Nah, you'll never get enough people cooperating to make that happen.
Re:Well it sounds better than (Score:3, Interesting)
Do whales evaporate when they die? I am failing to identify why a whale dying and a plankton dying would yield a different result regarding their sequestered carbon...?
Re:Well it sounds better than (Score:3, Interesting)
It's less than clear that carbon on the ocean's floor is just removed from the system. We know crabs eat sunk dead whales, and we know we have a lot of knowledge gaps about deep ocean-floor ecology (heck, we only found out about thermal vent ecologies twenty years ago.)
So, we try the next experiment: seed iron and fine silica - maybe that works in getting the diatoms crunchy enough that they survive the sink to the floor.
Re:This experiment was NOT a failure! (Score:2, Interesting)
Honest question here:
How does the amount carbon sequestered by this process compare to the carbon released by mining/processing the iron and by the ships travelling across the ocean spreading the iron? That seems like a problem.
Wrong! (Score:3, Interesting)
"This experiment has proved that iron fertilization is not going to work as a carbon storage strategy."
It did no such thing.
If this was done in the middle of the ocean, in deep water, then it might not be such a hot idea.
But what if you do it in CORAL RICH areas?
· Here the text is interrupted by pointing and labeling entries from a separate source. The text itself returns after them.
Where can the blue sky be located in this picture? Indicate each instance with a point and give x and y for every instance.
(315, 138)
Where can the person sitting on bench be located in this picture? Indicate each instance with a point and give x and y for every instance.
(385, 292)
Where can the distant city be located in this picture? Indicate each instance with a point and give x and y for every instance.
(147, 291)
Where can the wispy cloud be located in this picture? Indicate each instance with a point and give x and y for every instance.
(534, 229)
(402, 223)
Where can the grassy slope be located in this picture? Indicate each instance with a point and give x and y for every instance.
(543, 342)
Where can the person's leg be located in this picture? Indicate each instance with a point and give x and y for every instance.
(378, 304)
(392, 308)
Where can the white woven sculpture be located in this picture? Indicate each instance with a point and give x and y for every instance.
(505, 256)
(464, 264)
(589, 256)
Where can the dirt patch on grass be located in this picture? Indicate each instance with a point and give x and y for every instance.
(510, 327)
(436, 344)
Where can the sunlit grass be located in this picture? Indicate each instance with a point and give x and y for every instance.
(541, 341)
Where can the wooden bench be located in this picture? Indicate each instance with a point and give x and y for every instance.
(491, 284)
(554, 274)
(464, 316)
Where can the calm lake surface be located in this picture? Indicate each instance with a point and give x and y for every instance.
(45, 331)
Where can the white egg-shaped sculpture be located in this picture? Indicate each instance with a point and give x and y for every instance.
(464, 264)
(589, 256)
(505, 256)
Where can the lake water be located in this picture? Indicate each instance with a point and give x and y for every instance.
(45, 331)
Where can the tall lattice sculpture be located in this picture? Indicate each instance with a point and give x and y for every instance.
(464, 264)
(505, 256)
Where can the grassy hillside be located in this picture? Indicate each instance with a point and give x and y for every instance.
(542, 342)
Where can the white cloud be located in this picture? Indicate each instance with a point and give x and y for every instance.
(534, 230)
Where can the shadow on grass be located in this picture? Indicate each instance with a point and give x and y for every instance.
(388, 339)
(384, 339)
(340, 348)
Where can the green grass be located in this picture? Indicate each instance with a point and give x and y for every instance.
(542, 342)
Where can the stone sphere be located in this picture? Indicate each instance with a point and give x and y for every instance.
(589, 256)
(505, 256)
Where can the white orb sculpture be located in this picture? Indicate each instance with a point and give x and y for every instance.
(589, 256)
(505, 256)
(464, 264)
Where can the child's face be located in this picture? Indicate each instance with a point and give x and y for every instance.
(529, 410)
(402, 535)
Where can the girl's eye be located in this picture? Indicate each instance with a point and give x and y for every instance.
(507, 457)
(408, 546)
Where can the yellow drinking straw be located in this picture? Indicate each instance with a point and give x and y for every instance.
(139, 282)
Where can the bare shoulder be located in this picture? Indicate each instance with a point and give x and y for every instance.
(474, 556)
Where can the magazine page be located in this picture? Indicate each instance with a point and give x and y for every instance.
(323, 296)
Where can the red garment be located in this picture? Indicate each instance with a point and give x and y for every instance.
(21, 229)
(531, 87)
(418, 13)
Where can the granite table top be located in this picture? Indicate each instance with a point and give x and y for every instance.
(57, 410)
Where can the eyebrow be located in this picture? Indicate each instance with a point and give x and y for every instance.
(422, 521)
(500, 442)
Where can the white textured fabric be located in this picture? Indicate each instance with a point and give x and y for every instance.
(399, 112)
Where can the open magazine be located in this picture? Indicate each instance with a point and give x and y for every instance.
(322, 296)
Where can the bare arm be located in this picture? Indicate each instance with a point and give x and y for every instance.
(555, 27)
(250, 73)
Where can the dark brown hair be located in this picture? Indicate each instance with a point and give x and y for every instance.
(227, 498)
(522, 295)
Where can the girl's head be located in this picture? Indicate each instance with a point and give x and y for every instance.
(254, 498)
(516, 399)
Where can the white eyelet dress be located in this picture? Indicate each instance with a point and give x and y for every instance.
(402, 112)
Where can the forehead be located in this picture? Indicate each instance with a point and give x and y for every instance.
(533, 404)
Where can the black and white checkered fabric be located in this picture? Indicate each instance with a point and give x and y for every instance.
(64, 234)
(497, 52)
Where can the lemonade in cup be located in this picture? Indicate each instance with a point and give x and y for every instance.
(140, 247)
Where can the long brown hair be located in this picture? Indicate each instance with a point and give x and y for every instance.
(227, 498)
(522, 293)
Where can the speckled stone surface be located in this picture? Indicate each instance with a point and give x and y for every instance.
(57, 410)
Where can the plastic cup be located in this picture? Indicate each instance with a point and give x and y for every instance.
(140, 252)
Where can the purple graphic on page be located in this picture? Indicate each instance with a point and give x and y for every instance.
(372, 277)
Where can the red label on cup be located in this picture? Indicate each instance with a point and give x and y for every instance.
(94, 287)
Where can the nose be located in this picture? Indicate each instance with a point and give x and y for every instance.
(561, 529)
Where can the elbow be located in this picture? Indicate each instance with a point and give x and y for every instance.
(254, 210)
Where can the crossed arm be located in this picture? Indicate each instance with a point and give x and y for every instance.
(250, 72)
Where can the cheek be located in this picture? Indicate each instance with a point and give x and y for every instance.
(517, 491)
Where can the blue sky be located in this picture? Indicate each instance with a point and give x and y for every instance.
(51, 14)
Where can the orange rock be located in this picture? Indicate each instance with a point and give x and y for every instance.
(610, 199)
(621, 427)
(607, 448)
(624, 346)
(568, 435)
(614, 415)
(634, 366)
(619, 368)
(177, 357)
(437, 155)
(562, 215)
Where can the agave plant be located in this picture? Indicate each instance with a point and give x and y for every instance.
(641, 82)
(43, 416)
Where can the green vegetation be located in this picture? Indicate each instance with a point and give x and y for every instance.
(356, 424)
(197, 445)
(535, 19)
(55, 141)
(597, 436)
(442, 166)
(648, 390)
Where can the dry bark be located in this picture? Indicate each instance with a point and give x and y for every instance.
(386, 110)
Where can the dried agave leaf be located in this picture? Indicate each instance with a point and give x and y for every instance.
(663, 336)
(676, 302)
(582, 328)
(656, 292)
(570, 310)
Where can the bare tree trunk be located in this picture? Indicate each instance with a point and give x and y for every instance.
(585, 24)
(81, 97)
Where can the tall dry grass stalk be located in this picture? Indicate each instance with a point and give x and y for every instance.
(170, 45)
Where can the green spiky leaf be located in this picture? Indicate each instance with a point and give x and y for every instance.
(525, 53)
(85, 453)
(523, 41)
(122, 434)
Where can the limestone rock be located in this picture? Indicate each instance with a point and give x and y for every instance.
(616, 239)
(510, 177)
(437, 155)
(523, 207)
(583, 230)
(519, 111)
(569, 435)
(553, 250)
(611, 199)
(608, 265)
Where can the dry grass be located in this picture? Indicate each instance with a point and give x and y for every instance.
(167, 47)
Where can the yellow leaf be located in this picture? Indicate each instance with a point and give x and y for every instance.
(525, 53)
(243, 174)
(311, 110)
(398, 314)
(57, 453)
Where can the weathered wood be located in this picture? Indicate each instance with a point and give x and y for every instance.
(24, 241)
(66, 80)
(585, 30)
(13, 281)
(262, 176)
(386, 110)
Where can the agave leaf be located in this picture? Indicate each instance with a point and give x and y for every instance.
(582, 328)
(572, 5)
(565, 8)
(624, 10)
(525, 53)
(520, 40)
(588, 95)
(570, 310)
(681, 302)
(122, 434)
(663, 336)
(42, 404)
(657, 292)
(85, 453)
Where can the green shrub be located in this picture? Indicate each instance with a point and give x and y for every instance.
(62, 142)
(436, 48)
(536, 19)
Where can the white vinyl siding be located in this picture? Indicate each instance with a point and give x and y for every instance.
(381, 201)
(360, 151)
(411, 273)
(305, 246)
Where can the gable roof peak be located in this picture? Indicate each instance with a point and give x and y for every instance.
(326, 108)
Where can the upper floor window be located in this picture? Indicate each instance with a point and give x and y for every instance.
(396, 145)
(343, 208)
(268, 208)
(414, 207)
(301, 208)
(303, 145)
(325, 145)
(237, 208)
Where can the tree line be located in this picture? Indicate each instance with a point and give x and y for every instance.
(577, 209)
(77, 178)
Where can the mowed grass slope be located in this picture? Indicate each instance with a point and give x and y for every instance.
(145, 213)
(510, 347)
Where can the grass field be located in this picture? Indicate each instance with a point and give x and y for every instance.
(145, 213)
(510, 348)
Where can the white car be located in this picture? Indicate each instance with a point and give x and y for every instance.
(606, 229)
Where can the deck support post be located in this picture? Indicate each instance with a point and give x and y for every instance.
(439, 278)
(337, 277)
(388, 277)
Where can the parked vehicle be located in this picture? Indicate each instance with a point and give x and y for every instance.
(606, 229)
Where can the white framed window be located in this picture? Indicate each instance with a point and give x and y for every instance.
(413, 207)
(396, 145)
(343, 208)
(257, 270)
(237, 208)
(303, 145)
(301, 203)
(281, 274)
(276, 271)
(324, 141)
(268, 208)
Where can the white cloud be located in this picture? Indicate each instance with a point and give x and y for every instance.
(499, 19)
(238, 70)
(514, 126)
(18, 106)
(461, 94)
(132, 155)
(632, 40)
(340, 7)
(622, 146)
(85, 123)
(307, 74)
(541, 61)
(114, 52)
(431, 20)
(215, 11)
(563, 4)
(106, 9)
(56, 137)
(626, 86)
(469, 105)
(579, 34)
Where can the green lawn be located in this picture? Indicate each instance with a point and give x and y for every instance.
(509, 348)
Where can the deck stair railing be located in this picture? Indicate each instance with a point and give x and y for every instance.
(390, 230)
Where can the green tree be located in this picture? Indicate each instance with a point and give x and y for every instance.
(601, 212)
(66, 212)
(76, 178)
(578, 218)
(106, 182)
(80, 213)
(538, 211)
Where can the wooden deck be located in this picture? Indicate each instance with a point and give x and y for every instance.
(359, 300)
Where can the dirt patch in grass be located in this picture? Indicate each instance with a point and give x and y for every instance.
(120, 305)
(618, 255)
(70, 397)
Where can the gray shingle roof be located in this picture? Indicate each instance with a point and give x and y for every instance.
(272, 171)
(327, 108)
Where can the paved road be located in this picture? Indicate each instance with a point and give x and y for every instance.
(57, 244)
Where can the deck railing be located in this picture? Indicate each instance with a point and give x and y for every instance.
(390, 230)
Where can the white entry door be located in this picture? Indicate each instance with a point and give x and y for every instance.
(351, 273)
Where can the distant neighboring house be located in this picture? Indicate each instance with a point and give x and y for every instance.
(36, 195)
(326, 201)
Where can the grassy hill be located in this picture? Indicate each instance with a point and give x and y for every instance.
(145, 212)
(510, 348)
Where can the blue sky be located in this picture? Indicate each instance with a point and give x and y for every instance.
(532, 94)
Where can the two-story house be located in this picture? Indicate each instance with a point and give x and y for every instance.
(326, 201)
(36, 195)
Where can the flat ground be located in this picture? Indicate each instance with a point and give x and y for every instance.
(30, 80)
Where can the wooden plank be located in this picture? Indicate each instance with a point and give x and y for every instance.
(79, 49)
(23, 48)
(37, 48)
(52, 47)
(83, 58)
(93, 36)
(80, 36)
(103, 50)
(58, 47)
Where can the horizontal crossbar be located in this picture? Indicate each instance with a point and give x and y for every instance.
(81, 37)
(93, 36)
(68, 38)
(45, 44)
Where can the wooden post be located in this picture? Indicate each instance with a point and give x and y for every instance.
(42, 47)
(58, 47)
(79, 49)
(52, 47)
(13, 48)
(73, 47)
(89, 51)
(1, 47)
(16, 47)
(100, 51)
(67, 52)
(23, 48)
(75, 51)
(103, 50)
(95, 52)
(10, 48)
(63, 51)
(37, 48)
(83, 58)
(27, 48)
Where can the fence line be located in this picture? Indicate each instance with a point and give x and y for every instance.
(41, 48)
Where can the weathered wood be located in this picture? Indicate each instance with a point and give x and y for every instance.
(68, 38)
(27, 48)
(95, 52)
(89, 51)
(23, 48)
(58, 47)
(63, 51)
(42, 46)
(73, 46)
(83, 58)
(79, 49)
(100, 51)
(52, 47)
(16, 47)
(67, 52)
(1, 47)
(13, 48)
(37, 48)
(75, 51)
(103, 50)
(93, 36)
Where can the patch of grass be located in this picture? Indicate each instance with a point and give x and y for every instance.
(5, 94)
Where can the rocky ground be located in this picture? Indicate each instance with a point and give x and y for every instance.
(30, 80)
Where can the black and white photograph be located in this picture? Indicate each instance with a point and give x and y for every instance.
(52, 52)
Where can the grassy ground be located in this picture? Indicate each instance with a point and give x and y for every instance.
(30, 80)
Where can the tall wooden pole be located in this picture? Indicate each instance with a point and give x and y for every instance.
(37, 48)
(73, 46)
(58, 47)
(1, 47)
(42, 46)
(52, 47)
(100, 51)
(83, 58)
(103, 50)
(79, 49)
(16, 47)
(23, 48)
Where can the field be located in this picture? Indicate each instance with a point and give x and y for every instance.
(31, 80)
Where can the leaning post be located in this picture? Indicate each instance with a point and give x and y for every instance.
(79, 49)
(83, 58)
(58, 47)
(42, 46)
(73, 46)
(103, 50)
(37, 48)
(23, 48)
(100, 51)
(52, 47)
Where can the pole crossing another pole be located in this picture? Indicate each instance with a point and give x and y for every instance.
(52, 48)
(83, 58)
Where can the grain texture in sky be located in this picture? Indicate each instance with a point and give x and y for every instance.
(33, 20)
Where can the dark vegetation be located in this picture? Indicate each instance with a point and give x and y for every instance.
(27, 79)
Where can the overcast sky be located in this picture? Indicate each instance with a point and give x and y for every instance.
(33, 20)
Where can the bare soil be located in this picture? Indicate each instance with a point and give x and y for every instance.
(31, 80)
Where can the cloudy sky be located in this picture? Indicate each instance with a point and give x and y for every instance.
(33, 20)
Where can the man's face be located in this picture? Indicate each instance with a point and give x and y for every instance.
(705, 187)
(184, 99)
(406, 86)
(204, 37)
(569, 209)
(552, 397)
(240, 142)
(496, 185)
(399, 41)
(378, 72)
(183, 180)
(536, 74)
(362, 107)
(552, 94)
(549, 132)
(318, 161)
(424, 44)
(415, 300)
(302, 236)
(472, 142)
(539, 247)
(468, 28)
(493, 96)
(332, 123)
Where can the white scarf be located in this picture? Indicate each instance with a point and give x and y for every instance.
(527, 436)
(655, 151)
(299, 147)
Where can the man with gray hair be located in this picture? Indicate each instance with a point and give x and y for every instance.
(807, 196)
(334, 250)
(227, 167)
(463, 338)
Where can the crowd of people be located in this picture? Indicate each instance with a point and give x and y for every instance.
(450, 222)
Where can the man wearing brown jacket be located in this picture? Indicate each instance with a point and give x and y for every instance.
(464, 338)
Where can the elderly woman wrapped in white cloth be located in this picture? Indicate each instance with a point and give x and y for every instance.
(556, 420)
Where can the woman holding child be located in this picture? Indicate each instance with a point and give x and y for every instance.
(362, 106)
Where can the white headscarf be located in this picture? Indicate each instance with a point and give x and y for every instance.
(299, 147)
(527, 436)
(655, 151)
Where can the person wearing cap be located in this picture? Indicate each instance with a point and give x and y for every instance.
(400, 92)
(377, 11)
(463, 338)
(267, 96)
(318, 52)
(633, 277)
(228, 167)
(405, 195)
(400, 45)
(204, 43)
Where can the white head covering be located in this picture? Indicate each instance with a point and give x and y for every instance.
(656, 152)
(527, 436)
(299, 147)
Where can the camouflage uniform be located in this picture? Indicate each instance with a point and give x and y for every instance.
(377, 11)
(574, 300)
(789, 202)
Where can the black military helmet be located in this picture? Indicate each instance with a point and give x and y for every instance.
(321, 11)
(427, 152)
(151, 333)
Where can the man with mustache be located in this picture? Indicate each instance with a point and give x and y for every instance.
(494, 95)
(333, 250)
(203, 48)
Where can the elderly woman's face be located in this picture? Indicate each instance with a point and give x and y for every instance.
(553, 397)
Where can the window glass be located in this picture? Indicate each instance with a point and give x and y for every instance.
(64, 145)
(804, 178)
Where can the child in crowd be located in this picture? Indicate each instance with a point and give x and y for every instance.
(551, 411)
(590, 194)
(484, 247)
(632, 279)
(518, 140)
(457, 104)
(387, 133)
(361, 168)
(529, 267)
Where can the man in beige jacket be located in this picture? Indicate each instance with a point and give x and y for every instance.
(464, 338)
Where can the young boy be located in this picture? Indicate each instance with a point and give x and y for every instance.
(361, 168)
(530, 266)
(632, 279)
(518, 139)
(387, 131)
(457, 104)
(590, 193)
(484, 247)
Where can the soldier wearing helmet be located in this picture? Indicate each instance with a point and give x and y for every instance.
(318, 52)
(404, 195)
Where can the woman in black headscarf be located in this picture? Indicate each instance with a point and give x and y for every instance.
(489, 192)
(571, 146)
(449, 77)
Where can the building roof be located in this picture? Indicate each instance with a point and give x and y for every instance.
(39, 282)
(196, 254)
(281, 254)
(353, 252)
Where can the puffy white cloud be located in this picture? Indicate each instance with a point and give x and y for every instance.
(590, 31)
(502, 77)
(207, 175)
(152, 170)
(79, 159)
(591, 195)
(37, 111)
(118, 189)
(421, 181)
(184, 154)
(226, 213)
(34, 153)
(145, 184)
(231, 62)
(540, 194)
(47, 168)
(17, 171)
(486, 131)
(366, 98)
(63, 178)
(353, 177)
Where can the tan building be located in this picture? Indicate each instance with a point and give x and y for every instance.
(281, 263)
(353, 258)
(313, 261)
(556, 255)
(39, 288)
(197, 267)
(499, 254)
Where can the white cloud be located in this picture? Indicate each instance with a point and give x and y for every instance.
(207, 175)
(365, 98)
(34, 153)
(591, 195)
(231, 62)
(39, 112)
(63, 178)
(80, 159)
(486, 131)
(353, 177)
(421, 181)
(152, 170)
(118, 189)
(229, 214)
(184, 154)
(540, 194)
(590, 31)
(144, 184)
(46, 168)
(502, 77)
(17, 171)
Can the phytoplankton be eaten by corals? If so, then the bulk of the carbon absorbed would be deposited in the form of coral skeletons(calcium carbonate) that persist for millions of years. Sounds like a handy place to store carbon to me.
The idea just needed to be focused in a different way, maybe...
How about feeding captive mollusk beds(clams, mussels, oysters...) with phytoplankton? Eat the good part, then bury the shells. Food AND carbon sequestration.